While aquatic legends, like mermaids or the Loch Ness monster, are highly debatable, the health benefits of outdoor swimming are undeniable. Studies show that outdoor swimming boosts the immune system, improves circulation, and reduces stress. People of all ages, abilities, and fitness levels can improve muscle endurance, core strength, and stamina with aquatic exercise, while burning around 400 to 500 calories per hour.

If you want to improve your health with outdoor swimming but don’t know where to start, look no further than Y member Al Jaurique. He is living proof that anyone, at any age, can conquer the challenge of outdoor swimming.

When Al enrolled his children in swimming lessons at the Y almost 25 years ago, he decided to get in the water himself. He rediscovered the joy of swimming and got hooked on the benefits. At age 50, he had built up enough confidence in the water to test his swimming skills in the open ocean. Now 62, Al has swam to Alcatraz, beneath the Golden Gate Bridge, and the width of Lake Tahoe.

While he encourages everyone to get in the water, Al urges all swimmers to put safety first. “Safety is the big thing.” He says, “You always have to be respectful of the water.”
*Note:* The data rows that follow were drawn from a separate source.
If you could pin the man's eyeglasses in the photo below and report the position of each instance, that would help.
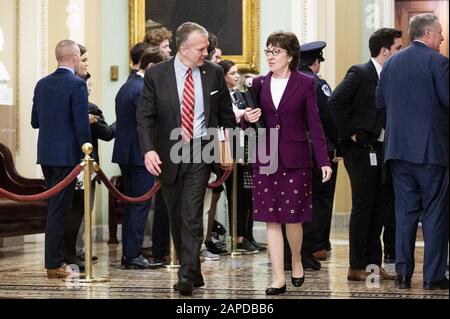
(274, 52)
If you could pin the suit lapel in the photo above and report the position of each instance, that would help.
(205, 75)
(373, 71)
(291, 88)
(266, 88)
(171, 84)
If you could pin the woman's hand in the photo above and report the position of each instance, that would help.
(326, 173)
(252, 115)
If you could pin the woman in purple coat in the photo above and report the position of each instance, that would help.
(288, 105)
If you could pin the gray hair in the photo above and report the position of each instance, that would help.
(185, 30)
(420, 23)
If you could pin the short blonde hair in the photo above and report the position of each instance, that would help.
(154, 37)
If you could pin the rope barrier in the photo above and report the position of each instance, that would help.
(48, 193)
(221, 180)
(147, 196)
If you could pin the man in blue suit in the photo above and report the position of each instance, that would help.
(412, 97)
(127, 153)
(60, 112)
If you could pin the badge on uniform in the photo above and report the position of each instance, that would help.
(373, 158)
(326, 90)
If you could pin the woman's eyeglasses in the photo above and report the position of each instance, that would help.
(274, 52)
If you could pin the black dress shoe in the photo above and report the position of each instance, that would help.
(403, 282)
(184, 286)
(308, 262)
(76, 263)
(140, 262)
(389, 259)
(257, 245)
(82, 257)
(196, 284)
(439, 284)
(297, 282)
(276, 291)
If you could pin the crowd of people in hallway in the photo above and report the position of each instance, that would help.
(387, 121)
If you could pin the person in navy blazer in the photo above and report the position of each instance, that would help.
(288, 102)
(127, 153)
(60, 112)
(412, 97)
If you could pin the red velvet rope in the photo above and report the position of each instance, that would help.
(44, 195)
(221, 180)
(147, 196)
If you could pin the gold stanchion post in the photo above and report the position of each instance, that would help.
(173, 262)
(88, 170)
(234, 236)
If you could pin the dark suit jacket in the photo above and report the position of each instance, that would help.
(60, 112)
(413, 96)
(126, 146)
(353, 108)
(159, 110)
(297, 114)
(323, 93)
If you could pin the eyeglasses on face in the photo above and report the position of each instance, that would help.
(274, 52)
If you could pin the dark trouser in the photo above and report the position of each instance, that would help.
(136, 182)
(316, 234)
(73, 223)
(368, 198)
(389, 221)
(184, 201)
(58, 208)
(160, 231)
(421, 191)
(244, 216)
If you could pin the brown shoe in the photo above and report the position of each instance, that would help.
(62, 272)
(320, 254)
(384, 275)
(356, 274)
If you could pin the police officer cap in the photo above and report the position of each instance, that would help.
(313, 50)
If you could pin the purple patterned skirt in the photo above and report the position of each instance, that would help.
(283, 197)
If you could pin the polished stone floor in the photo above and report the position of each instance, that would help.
(22, 275)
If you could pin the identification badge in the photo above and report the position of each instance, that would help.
(241, 139)
(373, 159)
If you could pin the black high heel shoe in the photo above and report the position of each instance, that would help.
(276, 291)
(297, 282)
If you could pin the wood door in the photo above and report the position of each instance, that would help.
(405, 9)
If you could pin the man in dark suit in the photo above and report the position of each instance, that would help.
(412, 97)
(127, 153)
(352, 106)
(60, 112)
(316, 234)
(190, 93)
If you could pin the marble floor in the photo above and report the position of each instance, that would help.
(22, 275)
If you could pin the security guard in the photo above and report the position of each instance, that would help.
(316, 234)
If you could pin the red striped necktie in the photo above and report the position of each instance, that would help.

Al believes that youth and adults alike should learn to be safe around water, which is why he enrolled his children in swim lessons and got back in the water himself as an adult. While many parents enroll their kids in swim lessons to keep them safe, it’s important that parents empower themselves to learn water safety skills as well.

Al encourages all adults to take swim lessons at the Y. “Swimming is one of those sports that anybody can do. You can come in a wheelchair, you can be injured, and you can have a bad ankle or a bad hip or anything. You can find a way to adapt.”
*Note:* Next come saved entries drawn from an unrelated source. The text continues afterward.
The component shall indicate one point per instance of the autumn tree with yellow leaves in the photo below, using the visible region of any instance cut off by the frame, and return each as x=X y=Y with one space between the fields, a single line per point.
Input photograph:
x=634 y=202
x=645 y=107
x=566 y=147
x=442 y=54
Starting small and slowly building up to swimming is how Al advises newcomers to build confidence in the water. Whether it’s hanging onto the edge, blowing bubbles by the stairs, or just dipping your toes in, consistent effort ads up fast.

Al’s personal experience with open water swimming taught him that consistency is key, but community is crucial. Al became such a constant figure in South Valley YMCA’s lap lanes that members, staff, and lifeguards began to hold him accountable for staying on top of his aquatic exercise. If he is absent from the pool for too many days in a row, Y friends and staff call to check on him. The strong support of the Y community has encouraged Al to keep swimming for 25 years and counting.

“It’s fun coming here, talking to so many people that I know,” Al says of South Valley YMCA. “This place has been my home for over 25 years.”